Hello, I'm a beginner of SQL.
Could you help me how to use 'dbms_random.seed()' ?
I want to set seed and select 100 patients' data randomly from source data set.
Source data set is like below. It contains more than 1700000 patients' data. One patient can have multiple records.
From this source data set, I want to select 100 patients randomly and extract their data with date >=2015-01-01.

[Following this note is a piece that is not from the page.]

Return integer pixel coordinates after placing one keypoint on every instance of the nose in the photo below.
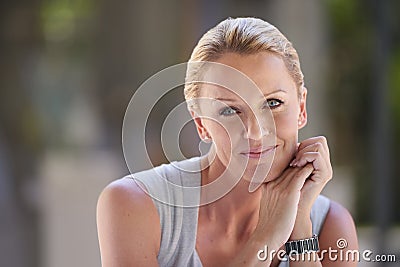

The 100 patients should have drugcode=1000 with date >=2016-04-01.
PATIENTID
| DATE
| DRUGCODE |
|---|
| 111 | 2015-4-15 | 1000 |
| 111 | 2014-6-20 | 1001 |
| 111 | 2016-7-6 | 1002 |
| 331 | 2014-12-3 | 1010 |
| 331 | 2019-1-4 | 1000 |
| 999 | 2018-10-13 | 1009 |
| 999 | 2018-6-15 | 1001 |
| 999 | 2018-1-7 | 1007 |
| 411 | 2017-5-14 | 1000 |
| 411 | 2016-11-29 | 1010 |
| 201 | 2014-7-19 | 1002 |
| 201 | 2018-8-11 | 1003 |
| 101 | 2014-5-19 | 1000 |
| 151 | 2019-12-4 | 1006 |
| 151 | 2016-6-10 | 1005 |
| 151 | 2020-1-30 | 1000 |
| 888 | 2014-11-7 | 1010 |
| 888 | 2018-12-25 | 1000 |
In this example, we have 4 patients(331, 411,151,and 888) who have drug code=1000 after 2016-04-01.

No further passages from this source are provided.